Interpolation Methods in Python: Lagrange, Newton, and Piecewise Linear
Introduction
Interpolation methods are essential in data analysis, where we need to estimate function values at specific points based on known data points. In this article, we will discuss three commonly used interpolation methods: Lagrange, Newton, and piecewise linear interpolation. We will implement these methods in Python and provide examples of their usage.
Lagrange Interpolation
Lagrange interpolation is a method of constructing a polynomial function that passes through a set of given points. The basic idea is to find the n-th polynomial interpolation function pn(x) and rewrite it into another representation, then determine the undetermined function of interpolation conditions to obtain the interpolation polynomial.

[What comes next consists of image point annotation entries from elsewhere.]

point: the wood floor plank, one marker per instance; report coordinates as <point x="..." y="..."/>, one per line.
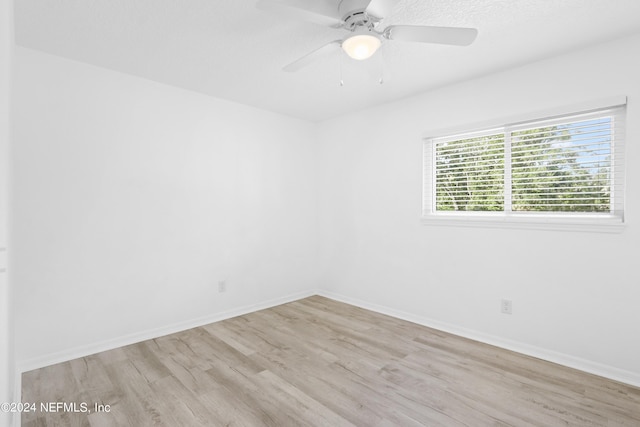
<point x="319" y="362"/>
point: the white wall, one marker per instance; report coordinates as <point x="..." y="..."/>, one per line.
<point x="133" y="199"/>
<point x="575" y="294"/>
<point x="6" y="326"/>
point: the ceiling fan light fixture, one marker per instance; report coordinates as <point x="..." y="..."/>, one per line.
<point x="361" y="46"/>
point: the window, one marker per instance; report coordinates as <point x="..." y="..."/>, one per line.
<point x="562" y="170"/>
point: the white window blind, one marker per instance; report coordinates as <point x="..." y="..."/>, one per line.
<point x="565" y="167"/>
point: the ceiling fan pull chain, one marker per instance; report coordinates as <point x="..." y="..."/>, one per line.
<point x="381" y="65"/>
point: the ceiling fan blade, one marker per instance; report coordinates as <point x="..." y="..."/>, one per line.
<point x="439" y="35"/>
<point x="380" y="8"/>
<point x="312" y="57"/>
<point x="316" y="12"/>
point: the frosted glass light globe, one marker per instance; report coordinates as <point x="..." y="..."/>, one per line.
<point x="361" y="46"/>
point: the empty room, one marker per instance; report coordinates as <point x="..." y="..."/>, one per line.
<point x="319" y="213"/>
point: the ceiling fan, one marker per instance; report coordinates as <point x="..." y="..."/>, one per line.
<point x="361" y="18"/>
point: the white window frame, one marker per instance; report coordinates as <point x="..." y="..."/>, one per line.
<point x="613" y="222"/>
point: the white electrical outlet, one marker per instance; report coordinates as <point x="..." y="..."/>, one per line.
<point x="506" y="306"/>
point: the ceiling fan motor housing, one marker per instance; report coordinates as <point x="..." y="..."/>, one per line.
<point x="354" y="14"/>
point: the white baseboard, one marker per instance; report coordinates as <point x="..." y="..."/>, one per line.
<point x="85" y="350"/>
<point x="623" y="376"/>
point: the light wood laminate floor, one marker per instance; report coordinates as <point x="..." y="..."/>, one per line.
<point x="318" y="362"/>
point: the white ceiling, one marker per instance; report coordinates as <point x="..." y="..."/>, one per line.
<point x="230" y="49"/>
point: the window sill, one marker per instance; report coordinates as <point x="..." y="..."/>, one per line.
<point x="527" y="222"/>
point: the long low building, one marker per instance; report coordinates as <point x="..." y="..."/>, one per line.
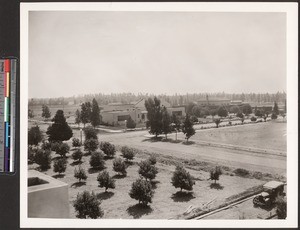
<point x="116" y="114"/>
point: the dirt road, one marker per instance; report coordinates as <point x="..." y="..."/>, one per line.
<point x="239" y="158"/>
<point x="244" y="210"/>
<point x="248" y="156"/>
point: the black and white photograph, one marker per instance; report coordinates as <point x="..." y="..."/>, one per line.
<point x="168" y="112"/>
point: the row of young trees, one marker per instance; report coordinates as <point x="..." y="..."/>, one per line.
<point x="174" y="100"/>
<point x="161" y="122"/>
<point x="89" y="113"/>
<point x="87" y="206"/>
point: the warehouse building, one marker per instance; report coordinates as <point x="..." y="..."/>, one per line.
<point x="116" y="114"/>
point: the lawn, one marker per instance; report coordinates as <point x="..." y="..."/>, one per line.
<point x="167" y="202"/>
<point x="269" y="135"/>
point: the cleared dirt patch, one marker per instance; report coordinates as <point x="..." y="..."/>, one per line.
<point x="167" y="201"/>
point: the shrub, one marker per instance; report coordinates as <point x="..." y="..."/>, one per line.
<point x="241" y="172"/>
<point x="31" y="154"/>
<point x="87" y="206"/>
<point x="105" y="180"/>
<point x="108" y="149"/>
<point x="76" y="142"/>
<point x="240" y="115"/>
<point x="43" y="159"/>
<point x="147" y="170"/>
<point x="141" y="190"/>
<point x="119" y="166"/>
<point x="215" y="173"/>
<point x="62" y="149"/>
<point x="194" y="119"/>
<point x="130" y="123"/>
<point x="182" y="179"/>
<point x="55" y="145"/>
<point x="34" y="135"/>
<point x="281" y="207"/>
<point x="60" y="165"/>
<point x="77" y="155"/>
<point x="97" y="160"/>
<point x="273" y="116"/>
<point x="128" y="153"/>
<point x="59" y="130"/>
<point x="46" y="145"/>
<point x="90" y="133"/>
<point x="152" y="159"/>
<point x="80" y="174"/>
<point x="90" y="145"/>
<point x="217" y="122"/>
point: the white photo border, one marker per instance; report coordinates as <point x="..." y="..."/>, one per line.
<point x="291" y="10"/>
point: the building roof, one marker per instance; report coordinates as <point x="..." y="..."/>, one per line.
<point x="214" y="99"/>
<point x="273" y="184"/>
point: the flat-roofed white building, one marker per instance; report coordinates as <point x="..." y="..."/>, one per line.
<point x="116" y="113"/>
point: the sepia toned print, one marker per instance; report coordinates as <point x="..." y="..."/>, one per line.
<point x="157" y="115"/>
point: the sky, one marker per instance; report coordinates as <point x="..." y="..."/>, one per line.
<point x="75" y="53"/>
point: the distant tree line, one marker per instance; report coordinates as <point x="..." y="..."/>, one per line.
<point x="161" y="122"/>
<point x="174" y="100"/>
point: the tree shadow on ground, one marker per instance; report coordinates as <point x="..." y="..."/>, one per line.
<point x="119" y="176"/>
<point x="95" y="170"/>
<point x="129" y="163"/>
<point x="182" y="196"/>
<point x="154" y="183"/>
<point x="188" y="143"/>
<point x="152" y="139"/>
<point x="76" y="163"/>
<point x="216" y="186"/>
<point x="108" y="157"/>
<point x="78" y="184"/>
<point x="58" y="176"/>
<point x="55" y="158"/>
<point x="139" y="210"/>
<point x="105" y="195"/>
<point x="171" y="141"/>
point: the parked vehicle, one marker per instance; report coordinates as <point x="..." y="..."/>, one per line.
<point x="271" y="190"/>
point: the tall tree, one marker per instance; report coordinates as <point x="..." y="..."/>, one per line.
<point x="275" y="108"/>
<point x="176" y="124"/>
<point x="30" y="113"/>
<point x="188" y="128"/>
<point x="46" y="112"/>
<point x="35" y="135"/>
<point x="246" y="109"/>
<point x="154" y="116"/>
<point x="86" y="110"/>
<point x="77" y="117"/>
<point x="222" y="112"/>
<point x="166" y="122"/>
<point x="189" y="108"/>
<point x="95" y="114"/>
<point x="59" y="130"/>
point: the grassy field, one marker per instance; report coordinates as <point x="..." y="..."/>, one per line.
<point x="167" y="202"/>
<point x="265" y="135"/>
<point x="197" y="158"/>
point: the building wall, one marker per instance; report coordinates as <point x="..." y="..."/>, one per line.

Given n + 1 mutually different points (xi, fi), we can consider a configuration over these n + 1 points, where n does not exceed the number of polynomial. To estimate any point ξ, where ξ ≠ xi, i = 0, 1, 2, …, n, we can use the values Pn(ξ) as an exact value f(ξ) approximation.
The Lagrange interpolation polynomial is defined as:
Pn(ξ) = ∑[f(i) * L(i, ξ)]
where L(i, ξ) is the Lagrange basis polynomial.
Code Implementation
from matplotlib import pyplot as plt
def Lg(data, testdata):
"""
Lagrange interpolation function
"""
data_x = [data[i][0] for i in range(len(data))]
data_y = [data[i][1] for i in range(len(data))]
if testdata in data_x:
return data_y[data_x.index(testdata)]
predict = 0
for i in range(len(data_x)):
af = 1
for j in range(len(data_x)):
if j != i:
af *= (1.0 * (testdata - data_x[j]) / (data_x[i] - data_x[j]))
predict += data_y[i] * af
return predict
def plot(data, nums):
"""
Plot the interpolated function
"""
data_x = [data[i][0] for i in range(len(data))]
data_y = [data[i][1] for i in range(len(data))]
Area = [min(data_x), max(data_x)]
X = [Area[0] + 1.0 * i * (Area[1] - Area[0]) / nums for i in range(nums)]
X[len(X) - 1] = Area[1]
Y = [Lg(data, x) for x in X]
plt.plot(X, Y, label='result')
for i in range(len(data_x)):
plt.plot(data_x[i], data_y[i], 'ro', label="point")
plt.savefig('Lg.jpg')
plt.show()
data = [[0, 0], [1, 2], [2, 3], [3, 8], [4, 2]]
print(Lg(data, 1.5))
plot(data, 100)
Newton Interpolation
Newton interpolation is a method of constructing a polynomial function that passes through a set of given points. The basic idea is to be solved n-th interpolation polynomial Pn(x) and rewrite it into another representation, then use the interpolation conditions to determine Pn(x) is determined coefficients in order interpolation function a desired.
Newton’s difference is a concept that makes it easy to calculate the difference between the node increases. We define:
Δf(x0) = f(x0) - f(x0)
Δf(x1) = f(x1) - f(x0)
…
Δf(xk) = f(xk) - f(xk-1)
…
The k-order difference quotient is:
Δk f(xk) = Δk-1 f(xk) / Δk-1 xk
…
We can express the k-order difference quotient as a function of the value:
Δk f(xk) = ∑[(-1)^(k-i) * (k choose i) * f(xk-i)]
…
Code Implementation
from matplotlib import pyplot as plt
def calF(data):
"""
Calculate the difference quotient
"""
data_x = [data[i][0] for i in range(len(data))]
data_y = [data[i][1] for i in range(len(data))]
F = [1 for i in range(len(data))]
FM = []
for i in range(len(data)):
FME = []
if i == 0:
FME = data_y
else:
for j in range(len(FM[len(FM) - 1]) - 1):
delta = data_x[i + j] - data_x[j]
value = 1.0 * (FM[len(FM) - 1][j + 1] - FM[len(FM) - 1][j]) / delta
FME.append(value)
FM.append(FME)
F = [fme[0] for fme in FM]
return F
def NT(data, testdata, F):
"""
Newton interpolation function
"""
data_x = [data[i][0] for i in range(len(data))]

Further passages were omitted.